ETH-Forschende entwickeln ultraschallgesteuerte künstliche Muskeln aus Silikon

von | Okt. 31, 2025 | Forschung, Gesundheit

Forschende der ETH Zürich haben eine neue Art künstlicher Muskeln aus Silikon entwickelt, die mit eingeschlossenen Luftblasen versehen sind und sich durch Ultraschallimpulse gezielt verformen lassen. Die drahtlose Steuerung ermöglicht Anwendungen in Robotik und Medizin, wie einen weichen Greifarm, einen stachelrochenförmigen Roboter und medizinische Pflaster für die gezielte Abgabe von Wirkstoffen. Bisher handelt es sich um Laborversuche, die jedoch vielversprechende Perspektiven für zukünftige Einsätze eröffnen.

Die künstlichen Muskeln bestehen aus flexiblen Silikonmembranen, die mit Tausenden winziger Poren strukturiert sind. Jede Pore misst etwa 100 Mikrometer in Tiefe und Breite, vergleichbar mit der Dicke eines menschlichen Haars. Beim Eintauchen in Wasser bleiben Luftblasen in diesen Poren gefangen. Treffen Ultraschallwellen auf die Blasen, schwingen diese und erzeugen eine gerichtete Strömung, die die Membran bewegt. Durch Variation von Größe, Form und Anordnung der Blasen lassen sich Bewegungen von einfachen Krümmungen bis zu wellenförmigen Mustern erzeugen. Die Reaktion erfolgt innerhalb von Millisekunden und erfordert keine Kabel.

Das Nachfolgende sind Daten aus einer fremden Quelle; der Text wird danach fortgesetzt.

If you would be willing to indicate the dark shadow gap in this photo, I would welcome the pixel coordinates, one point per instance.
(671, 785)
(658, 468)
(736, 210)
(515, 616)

Ein Stachelrochen-Roboter aus künstlichen Muskeln mit Mikroblasen, der sich mittels Ultraschalls navigieren lässt und bspw. Medikamente an den richtigen Ort bringen kann. | Copyright: Shi Z et al. Nature 2025
Ein Stachelrochen-Roboter aus künstlichen Muskeln mit Mikroblasen, der sich mittels Ultraschalls navigieren lässt und bspw. Medikamente an den richtigen Ort bringen kann. | Copyright: Shi Z et al. Nature 2025

In Demonstrationen zeigten die Forscher die Vielseitigkeit der Technik. Ein miniaturisierter Greifarm konnte eine Zebrafisch-Larve im Wasser sanft umfassen und wieder freisetzen, ohne Schaden anzurichten. Ein weiteres Beispiel ist ein vier Zentimeter breiter Roboter in Form eines Stachelrochens, dessen Flossen aus den künstlichen Muskeln bestehen. Durch Ultraschall entsteht eine wellenförmige Bewegung, die den Roboter durch Wasser gleiten lässt. Langfristig könnte dieser Roboter im Magen-Darm-Trakt Medikamente gezielt freisetzen oder minimal-invasive Eingriffe unterstützen. Für den Transport lässt er sich aufrollen und in einer auflöslichen Kapsel schlucken.

Zusätzlich konstruierten die Forschenden ein kleines Rad aus Silikon mit unterschiedlich großen Blasen, das sich durch sequenzielle Ultraschallaktivierung antreiben lässt. In Tests mit einem Schweinedarm navigierte es durch enge, kurvige Passagen. Weitere Anwendungen umfassen weiche Pflaster, die sich an gekrümmte Oberflächen anpassen und Substanzen wie Farbstoffe in Gewebemodelle einbringen können, etwa zur Behandlung von Narben oder Tumoren.

Die Forscher betonen die Kombination aus Grundlagenforschung und praktischen Demonstrationen, die die Einsatzmöglichkeiten von Medikamentenabgabe über Fortbewegung im Körper bis zu Herzpflastern aufzeigen. Die Biokompatibilität, Flexibilität und drahtlose Kontrolle machen die Muskeln besonders geeignet für sensible Umgebungen. Obwohl die Entwicklungen derzeit auf Laborexperimente beschränkt sind, sehen die Wissenschaftler großes Potenzial für Fortschritte in Medizin und Technik durch akustisch gesteuerte Systeme.